RALEIGH, N.C. (WNCN) – With more than 200 million Americans, including everyone in our state, living within a 500-mile drive of the total solar eclipse – there could be hundreds of thousands of extra vehicles on the roads and this could lead to massive traffic problems.
Traffic gets busy every day in the Triangle, but what will happen when the expected 50,000 or so drivers travel through North Carolina to get to South Carolina or the mountains to see the total eclipse?
“We really don’t know what to expect because as an event. This is a bit unprecedented. The last time that there was a total solar eclipse that traversed the entire United States was 99 years ago,” said Robert Broome of the North Carolina Department of Transportation.
That was before everyone had a car and modern transportation was still in its infancy.
“We’re definitely anticipating high than usual traffic volume. We’re thinking its going to be most similar to a holiday weekend, like Memorial Day or Thanksgiving,” said Broome.
So all construction projects will be suspended in the western part of the state, interstates in central North Carolina will be wait and see.
If traffic starts to jam, authorities will have the flexibility to suspend lane closures and construction.
The thinking is that people will arrive at different times, such as a few days before the eclipse.
The hope is that people will stay late after the eclipse to avoid traffic jams.
“A lot of folks have said it’s very similar to a sporting event in that when the eclipse ends, just like when a sporting even ends, everybody heads to their cars and then head home,” Broome said.
If you will be driving during the eclipse there are some very important things not to do.
Avoid distracted driving.
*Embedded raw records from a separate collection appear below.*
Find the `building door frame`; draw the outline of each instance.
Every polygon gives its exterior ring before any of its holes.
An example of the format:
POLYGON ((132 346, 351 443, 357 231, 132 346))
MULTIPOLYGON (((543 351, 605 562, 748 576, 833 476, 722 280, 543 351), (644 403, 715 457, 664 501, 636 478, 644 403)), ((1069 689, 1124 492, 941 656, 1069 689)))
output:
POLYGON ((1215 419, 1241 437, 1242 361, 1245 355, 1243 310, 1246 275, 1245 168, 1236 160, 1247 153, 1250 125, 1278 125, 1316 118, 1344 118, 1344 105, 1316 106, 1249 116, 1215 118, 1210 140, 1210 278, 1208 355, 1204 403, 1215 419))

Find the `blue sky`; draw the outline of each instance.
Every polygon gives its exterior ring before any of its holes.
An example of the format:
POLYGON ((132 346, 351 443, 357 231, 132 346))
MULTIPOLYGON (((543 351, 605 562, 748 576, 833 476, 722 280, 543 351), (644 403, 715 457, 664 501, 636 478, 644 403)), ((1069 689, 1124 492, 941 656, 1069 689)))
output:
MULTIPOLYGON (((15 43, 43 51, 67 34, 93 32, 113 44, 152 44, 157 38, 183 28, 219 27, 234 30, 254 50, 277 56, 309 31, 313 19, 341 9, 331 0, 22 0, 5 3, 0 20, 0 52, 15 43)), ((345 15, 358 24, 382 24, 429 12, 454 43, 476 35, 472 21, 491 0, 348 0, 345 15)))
Don’t take photographs or video tape the eclipse while driving.
Another bit of safety advice while driving on eclipse day is to be sure you watch out for pedestrians because you don’t know who’s going to be out there looking at the eclipse.
And this is extremely important – if you’re driving and you want to stop and see the eclipse, do not stop in the middle of the road and get out of your car just to look at the eclipse.
Especially on an interstate or highway.
“We are prepared, and we will make sure we do everything we can to make sure folks get where they need to go and that they do so safely,” Broome said.